By the later 1880s, relations between the partners had soured and, after 1891, David became sole proprietor; henceforth the ‘Syme family’ means David and his descendants and their spouses. Looking to succession, he appointed Herbert to Joseph’s vacated position and employed his two youngest sons, Geoffrey (1873–1942) in 1893 as a reporter, and Oswald (1878–1967) in 1896 in the Counting House. He sent both to London in 1901 for wider experience. Returning in 1902, Geoffrey took responsibility for launching and editing Every Saturday. In April 1905, he became secretary to his father. Oswald soon abandoned newspaper work for farming. David died on 14 February 1908. Praised then and later as a ‘maker’ of Victoria and his Age as a power in the land, he left a newspaper business worth some £403,000 of an estate valued at £979,480.
David Syme’s will provided for the establishment of the David Syme Trust, comprising his widow Annabella and five sons to administer his estate, including the newspaper business. This was to remain in the possession of his sons until the death of all five, with the imprint on the Age and Leader remaining unchanged. Herbert and Geoffrey were to assume managerial positions, their ‘capacities’ and salaries to be decided by the trustees. Accordingly, Herbert managed the business and technical side, and Geoffrey the editorial, steering the business through World War I, competition with the Herald and Weekly Times and the Great Depression. In 1941, Geoffrey was knighted for his services to journalism. From the 1920s, some third-generation Symes were employed, most notably Kathleen Syme (1896–1977), daughter of David’s third son, Arthur, and Hugh Randall Syme (1903–65), the son of Herbert.

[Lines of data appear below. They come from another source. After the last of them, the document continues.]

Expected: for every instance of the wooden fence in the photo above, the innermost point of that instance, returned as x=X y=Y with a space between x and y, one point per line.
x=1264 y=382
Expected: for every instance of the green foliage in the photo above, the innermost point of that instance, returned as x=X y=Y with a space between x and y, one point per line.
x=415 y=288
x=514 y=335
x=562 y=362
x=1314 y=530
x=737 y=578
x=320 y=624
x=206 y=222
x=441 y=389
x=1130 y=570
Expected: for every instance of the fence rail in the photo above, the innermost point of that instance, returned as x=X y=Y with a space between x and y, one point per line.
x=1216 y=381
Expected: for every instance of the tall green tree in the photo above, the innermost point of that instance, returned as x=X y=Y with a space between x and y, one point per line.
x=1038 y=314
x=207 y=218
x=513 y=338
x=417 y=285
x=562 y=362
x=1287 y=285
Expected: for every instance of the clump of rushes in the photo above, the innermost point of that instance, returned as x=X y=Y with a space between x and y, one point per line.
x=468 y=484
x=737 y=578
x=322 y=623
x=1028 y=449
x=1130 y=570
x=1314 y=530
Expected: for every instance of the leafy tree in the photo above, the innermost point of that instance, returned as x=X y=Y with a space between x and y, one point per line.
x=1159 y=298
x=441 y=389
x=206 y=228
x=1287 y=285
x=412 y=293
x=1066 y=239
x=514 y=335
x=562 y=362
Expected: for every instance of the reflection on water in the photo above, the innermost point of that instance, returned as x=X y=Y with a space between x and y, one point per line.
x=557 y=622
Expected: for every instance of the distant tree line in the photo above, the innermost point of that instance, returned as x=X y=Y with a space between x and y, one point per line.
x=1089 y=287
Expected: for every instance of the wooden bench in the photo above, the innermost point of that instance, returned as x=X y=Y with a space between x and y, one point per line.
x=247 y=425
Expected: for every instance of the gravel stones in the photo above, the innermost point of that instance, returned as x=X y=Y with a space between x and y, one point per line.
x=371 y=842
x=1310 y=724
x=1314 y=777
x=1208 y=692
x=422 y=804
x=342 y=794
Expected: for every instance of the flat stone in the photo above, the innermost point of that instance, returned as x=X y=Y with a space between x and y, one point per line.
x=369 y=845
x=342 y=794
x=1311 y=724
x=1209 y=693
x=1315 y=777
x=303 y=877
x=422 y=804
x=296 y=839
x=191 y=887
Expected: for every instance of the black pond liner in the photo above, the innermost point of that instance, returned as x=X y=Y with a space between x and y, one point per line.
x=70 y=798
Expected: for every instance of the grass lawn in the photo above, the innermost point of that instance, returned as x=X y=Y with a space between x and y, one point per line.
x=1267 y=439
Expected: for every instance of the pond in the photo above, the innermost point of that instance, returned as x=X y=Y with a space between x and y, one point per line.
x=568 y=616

With the onset of World War II came further generational change. The death of second son Francis in 1931, Herbert in 1939, Geoffrey in 1942 and Arthur in 1943 left Oswald the sole original trustee. Kathleen and Hugh filled vacancies on the trust, and Oswald returned to the firm to manage the business. At his instigation, a Supreme Court action allowed the restrictive provisions of the will to be varied, and in 1948 David Syme & Co. Ltd was floated on the Melbourne Stock Exchange, with a much-needed £400,000 raised through the sale of non-voting preference shares, with Syme family members holding 600,000 ordinary £1 shares. Oswald was chairman of the six-person board of directors, and Hugh and Kathleen members, with little change until Oswald’s retirement in 1964, when his son-in-law, Lieutenant Colonel E.H.B. Neill, became chairman.
During the next two decades, several more third- and fourth-generation Symes served successively on the board, most remarkably (Chesborough) Ranald Macdonald (1938– ), a grandson of Oswald and stepson of Neill. Macdonald was appointed managing director in 1964. With Graham Perkin, editor from 1966 until his death in 1975, he embarked on a modernisation program, extending and diversifying into subsidiary newspaper, magazine and multimedia operations.
In 1966, the Syme company entered into a partnership with John Fairfax & Sons Ltd that would last 17 years. Much-needed capital was raised though the issue of a million ordinary shares to Fairfax, which became the ultimate holding company, while Macdonald negotiated a deed of agreement to ensure the independence of the Syme company and the Age, unless the Syme shareholding fell below 10 per cent of the issued capital. By 1980 it had fallen to 43 per cent; in 1982, 55 Syme family members had only a 21.5 per cent interest. At the annual general meeting in September 1983, Macdonald announced that Fairfax would purchase the remaining Syme shares and move to full ownership; he also resigned. The partnership was formally terminated in 1984, and in March 1985 Fairfax served a takeover offer, seeking to acquire all outstanding Syme shares. The Syme family era was effectively at an end, although a fourth-generation Syme in-law, Commodore Dacre Smyth, remained on the board of David Syme & Co. Ltd until 1994. In 2000, the company’s name was changed to The Age Co. Ltd.
REFs: E. Morrison, David Syme (2014); Syme Family Papers (SLV); J. Tidey, The Last Syme (1998).